La Tunisie offre effectivement un bon accès à ces produits. C’est aussi le cas pour le secteur automobile, où le continent accuse un retard important. Aujourd’hui, la production annuelle de véhicules en Afrique est d’environ un million, répartie principalement entre des pays comme le Maroc, l’Afrique du Sud, etc. Pour un continent de 1,4 milliard d’habitants, c’est très faible comparé à l’Inde, qui produit 5 millions d’unités avec une population équivalente. Il existe donc un déficit de 4 millions à combler. Mais ce n’est pas uniquement une question d’assemblage, puisque la fabrication des composants génère une création de valeur ajoutée importante et de nombreux emplois.

En ce qui concerne la transformation digitale, où en est-on réellement aujourd’hui ? Une plateforme a été évoquée précédemment. Quelles pistes peut-on envisager pour accélérer et dynamiser cette transformation numérique sur le continent ?

Dans l’accord de la ZLECAf, un protocole dédié au commerce numérique existe. Ce protocole harmonise les normes et standards pour le développement de l’économie digitale et des infrastructures associées. Il concerne également le transfert des données, ce qui justifie l’importance de créer un produit digital africain, capable de s’exporter à moindre coût, voire gratuitement.
Ce protocole aborde aussi les nouvelles technologies, leur développement, leur déploiement sur le continent, ainsi que la mise en place de systèmes interopérables pour faciliter les paiements transfrontaliers.

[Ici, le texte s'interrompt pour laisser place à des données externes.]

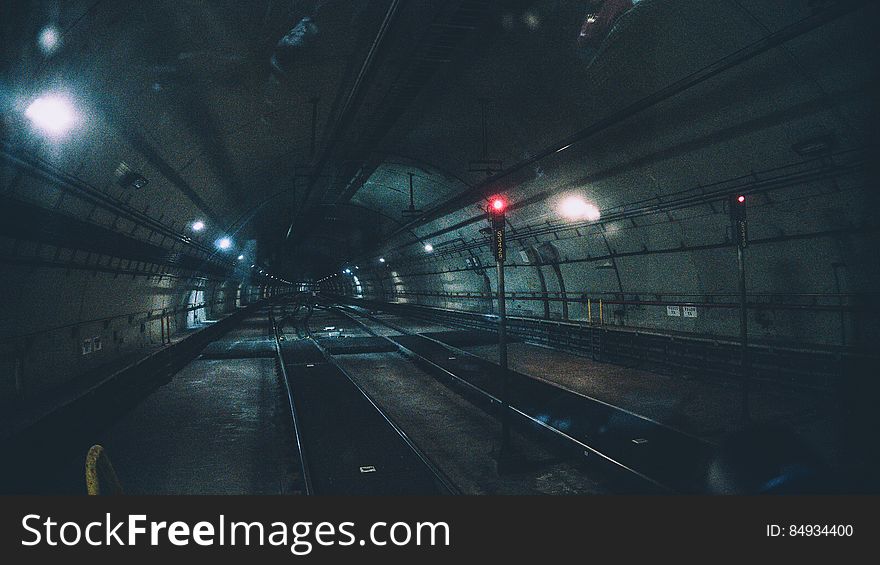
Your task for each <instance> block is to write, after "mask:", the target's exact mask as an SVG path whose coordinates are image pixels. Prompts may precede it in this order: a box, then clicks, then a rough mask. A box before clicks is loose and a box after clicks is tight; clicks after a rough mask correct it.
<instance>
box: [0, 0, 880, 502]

La transformation digitale est donc au cœur de la ZLECAf. Une mise en œuvre effective de ce protocole permettra d’investir davantage dans les infrastructures publiques, dans les FinTech connectées à ces infrastructures, notamment pour les paiements transfrontaliers. Le développement du e-commerce est une priorité à promouvoir, accompagné d’un effort soutenu de sensibilisation.
Il est intéressant de noter que trois pays sont considérés comme les leaders du protocole sur le commerce numérique : le Kenya, l’Afrique du Sud et le Nigeria. Ces pays, à travers leurs ministres du commerce et chefs d’État, travaillent à définir un plan d’action continental pour la mise en œuvre de ce protocole.

Un mot de la fin ?

Cette édition de la Foire Intra-Africaine est une réussite. Nous souhaitons vivement encourager les entreprises algériennes, tunisiennes, etc., à se déployer davantage. Il faut renforcer le transfert de technologies et la collaboration sud-sud.

Il est aussi indispensable d’utiliser pleinement la ZLECAf, en la considérant comme un outil opérationnel. N’hésitez pas à solliciter le secrétariat de la ZLECAf, appropriez-vous cet accord, car c’est la seule opportunité que nous avons aujourd’hui, en tant qu’Africains, pour nous développer et créer un marché unique africain. Si nous ratons cette opportunité, je ne sais pas ce que nos enfants et petits-enfants nous diront dans quelques années.
Il faut travailler, et c’est la responsabilité de tous : décideurs, chefs d’entreprise, étudiants, société civile, médias. Nous devons tous être aujourd’hui des ambassadeurs de la ZLECAf, car l’intégration africaine est véritablement la voie vers la prospérité de l’Afrique.